Power and Morality

(WARNING: Intense woo ahead)

The last post was about the nature of power.

This post is about moral and ethical considerations. To this end, I find the following table helpful.

Source: https://rpad.tv/2014/02/20/coffee-talk-615-whats-dungeons-and-dragons-alignment/

This one’s a little easier.

Source: https://rpad.tv/2014/02/20/coffee-talk-615-whats-dungeons-and-dragons-alignment/

If you are anything like me you will recognize these immediately as D&D alignments. Over time I have found this a surprisingly useful model for morality and ethics. For the sake of brevity, I’m not going to get into the ur-source for associating good with the the desire to uplift and protect the dignity of sentient beings and evil with the impulse to subjugate, oppress and destroy. Going to simply refer you to the discipline of moral philosophy on that one.

Now for the woo.

What I appreciate about this model is that it’s just a taxonomy. It isn’t normative. And likewise in the game of life, we are all just LARPing our own conceptions of self. There is something to the idea that people tend to embrace either the lighter or darker side of human nature. My personal cosmology is very much centered on the push and pull across a range of dualities. Altruism/selfishness. Creation/destruction. Order/chaos.

I’ve been tempted at times to believe a rich and meaningful existence is balanced on a knife’s edge between an infinite series of dualities. These days I’m more of the mind that the cosmos is a churning sea of chaotic forces (chaotic in the mathematical sense). These forces act on us externally in our physical reality and internally in our feelings about and models of that reality. You can flow with these forces or you can fight them. The output of this process is your character. Like, literally, in a deep sense, as well as in the superficial context of an elaborate D&D metaphor.

There is no objectively “correct” moral or ethical alignment. It’s all about which cosmological forces you choose to embrace and perpetuate with power.

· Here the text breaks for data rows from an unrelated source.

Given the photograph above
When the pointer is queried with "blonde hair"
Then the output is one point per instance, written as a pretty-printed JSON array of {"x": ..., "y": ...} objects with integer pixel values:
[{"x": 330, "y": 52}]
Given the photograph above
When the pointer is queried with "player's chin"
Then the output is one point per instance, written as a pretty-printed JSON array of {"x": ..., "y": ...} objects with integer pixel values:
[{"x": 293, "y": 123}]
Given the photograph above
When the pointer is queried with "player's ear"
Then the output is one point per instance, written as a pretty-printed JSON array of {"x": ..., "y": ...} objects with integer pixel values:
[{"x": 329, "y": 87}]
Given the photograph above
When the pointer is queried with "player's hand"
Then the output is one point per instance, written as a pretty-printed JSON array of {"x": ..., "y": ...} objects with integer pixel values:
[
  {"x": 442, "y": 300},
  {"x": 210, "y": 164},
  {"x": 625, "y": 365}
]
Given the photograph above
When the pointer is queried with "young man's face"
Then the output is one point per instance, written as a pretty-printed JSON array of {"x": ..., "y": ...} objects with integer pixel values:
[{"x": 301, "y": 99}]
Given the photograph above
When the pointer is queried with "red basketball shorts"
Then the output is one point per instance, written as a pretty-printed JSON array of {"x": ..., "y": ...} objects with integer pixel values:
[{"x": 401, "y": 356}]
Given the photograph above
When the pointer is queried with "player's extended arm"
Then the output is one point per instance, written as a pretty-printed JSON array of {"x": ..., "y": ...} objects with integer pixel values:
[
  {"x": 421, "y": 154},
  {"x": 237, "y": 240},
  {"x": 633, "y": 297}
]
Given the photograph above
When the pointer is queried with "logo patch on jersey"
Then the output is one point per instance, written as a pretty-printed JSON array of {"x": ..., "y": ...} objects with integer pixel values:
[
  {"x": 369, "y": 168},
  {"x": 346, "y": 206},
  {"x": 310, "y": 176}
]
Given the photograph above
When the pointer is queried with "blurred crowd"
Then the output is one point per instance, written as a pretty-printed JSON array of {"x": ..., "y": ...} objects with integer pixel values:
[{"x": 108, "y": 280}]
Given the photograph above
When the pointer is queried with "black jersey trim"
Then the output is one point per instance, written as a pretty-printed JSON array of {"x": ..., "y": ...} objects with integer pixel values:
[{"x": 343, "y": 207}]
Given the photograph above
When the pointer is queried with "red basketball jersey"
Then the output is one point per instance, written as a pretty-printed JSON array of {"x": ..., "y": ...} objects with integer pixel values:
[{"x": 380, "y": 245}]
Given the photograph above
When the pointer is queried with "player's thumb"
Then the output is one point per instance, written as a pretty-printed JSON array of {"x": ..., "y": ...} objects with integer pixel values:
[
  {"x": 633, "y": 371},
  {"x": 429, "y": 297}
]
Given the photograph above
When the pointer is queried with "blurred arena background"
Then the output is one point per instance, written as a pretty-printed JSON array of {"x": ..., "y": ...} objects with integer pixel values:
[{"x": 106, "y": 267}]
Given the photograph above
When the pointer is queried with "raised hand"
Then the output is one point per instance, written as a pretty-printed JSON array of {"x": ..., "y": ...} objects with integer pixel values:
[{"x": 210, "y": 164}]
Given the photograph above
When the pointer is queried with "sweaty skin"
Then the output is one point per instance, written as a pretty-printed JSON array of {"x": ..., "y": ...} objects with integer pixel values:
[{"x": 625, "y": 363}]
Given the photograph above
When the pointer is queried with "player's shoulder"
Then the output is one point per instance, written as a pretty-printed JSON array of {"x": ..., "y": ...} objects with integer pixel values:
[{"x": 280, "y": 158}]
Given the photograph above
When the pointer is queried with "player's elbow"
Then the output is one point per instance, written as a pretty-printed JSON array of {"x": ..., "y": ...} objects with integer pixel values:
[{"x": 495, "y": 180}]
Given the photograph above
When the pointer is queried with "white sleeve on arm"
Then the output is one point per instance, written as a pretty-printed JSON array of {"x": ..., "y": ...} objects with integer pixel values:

“I don’t make choices about cosmological forces at all,” some might say.

In my view, whether we choose to think of the actions we take every day as choices is irrelevant. They are still choices.

From this point of view, the morality of power is simplicity itself. What do you want to manifest in the world? The answer is your moral and ethical code.

Now that’s not to say this is an easy or comfortable question to answer. Not if you’re being honest (as opposed to just vomiting up whatever you’ve been socially conditioned to adopt as moral values). If you’re anything like me, you will find honestly exploring the answer to that question often results in odd and irreconcilable contradictions. There is a difference between what you really want, on a “primal” level, and what you tell yourself you want on the basis of socially conditioned rationalization.

People tend to think of themselves as “good.” Yet there is an awful lot of “evil” in the world. I suspect this is simply because most people are just not very honest with themselves.

I am becoming more comfortable with accepting the contradictions and hypocrisy I find inherent in the human condition. Generally, I gravitate toward the light side of things (if you are curious my RPG characters lean toward the wizard archetype, usually with Neutral Good alignment). But I have some fascination with the dark bits as well (see: wargaming hobby). And in my own way I am pretty selfish and even a little greedy. I have to be mindful of overfeeding my selfish and greedy aspects. I do not always succeed. Such is the human condition.

I suppose you could call al this a moral compass.

Where exactly did it all come from? No idea.

And I’m not sure it matters, either.